ロスちゃんが見守る中、アイラ姉ちゃんの的確なアドバイスをすぐに吸収して、どんどん強くなるアレンとエルドを見て、とても微笑ましく思う。
たった数十分しか眺めてないけど、アイラ姉ちゃんに任せておけば、問題なさそうだ。
最年少で聖騎士になっただけの事はあるね。
学校にやってくると、可愛らしいサリーの声が外まで聞こえていた。
開いた窓から講堂の中を眺める。
サリーのさんすう教室が開かれており、生徒の大人達を助手の子供達と一緒に教えていた。
今や町民の殆どが計算が得意となり、お金の計算を越えて、色んな仕事でも活かせるようになっていた。
それも全てサリー先生の教えのおかげだね!
僕は素晴らしい妹を持って、とても誇らしいよ!
今度は、ハイエルフ族が住んでいるスロリ森の町にやってきた。
多くのハイエルフ達が懸命に野菜を育てつつも、楽しい会話に花を咲かせていた。
以前なら掟の所為で、お互いに会話するのもままならなかったのに、撤廃したおかげで彼らの仲もどんどん良い方に向かっていた。

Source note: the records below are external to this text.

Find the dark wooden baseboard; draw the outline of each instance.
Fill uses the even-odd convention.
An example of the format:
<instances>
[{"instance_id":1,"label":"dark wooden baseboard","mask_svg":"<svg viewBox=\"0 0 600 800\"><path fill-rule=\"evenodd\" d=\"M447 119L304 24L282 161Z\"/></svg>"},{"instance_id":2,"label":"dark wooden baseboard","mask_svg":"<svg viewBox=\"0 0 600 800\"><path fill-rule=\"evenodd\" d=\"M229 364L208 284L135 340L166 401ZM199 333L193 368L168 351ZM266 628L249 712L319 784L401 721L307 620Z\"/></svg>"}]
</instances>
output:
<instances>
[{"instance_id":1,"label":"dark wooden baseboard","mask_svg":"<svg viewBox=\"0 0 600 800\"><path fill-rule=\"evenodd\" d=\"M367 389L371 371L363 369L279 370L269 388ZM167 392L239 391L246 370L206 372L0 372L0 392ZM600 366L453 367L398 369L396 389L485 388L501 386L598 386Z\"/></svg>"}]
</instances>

ハイエルフ達が作る野菜はどれも美味しいから、彼らの頑張りはとても助かる事でもある。
より良い方向に進むベルン領を一日眺めて、俺は屋敷に戻ってた。
◇
お母さんがピクニックで出掛けているので、本日は久しぶりにメイドさん達が作ってくれた食事を食べた。
お母さんほどではないけど、とても美味しい。
どうやらお母さんに手ほどきを受けているとの事だ。
炊き出しをしてみたいと言っていたお母さん。
最近は屋敷のメイド達を引き連れて、学校の給食とかも作ってくれているのだ。
「クラウド様! 水が出る魔道具のおかげで料理と掃除がとても楽になりました!」
「クラウド様! トイレのおかげで、仕事も捗るようになりました!」
メイドたちが次々褒めてくれる。
普段はお父さんお母さんがいるから、声を掛けてこないが、僕らだけになるととてもフレンドリーに接してくる。
メイド達にとっての僕達は、幼い頃から育ててくれたからこそ、自分の子供のように可愛がってくれているのね。
夜遅くに帰って来た両親はとても楽しそうにしていた。
バレてないと思ってたけど、お母さんに「ありがとう」と言われて僕まで幸せな気持ちになって眠りについた。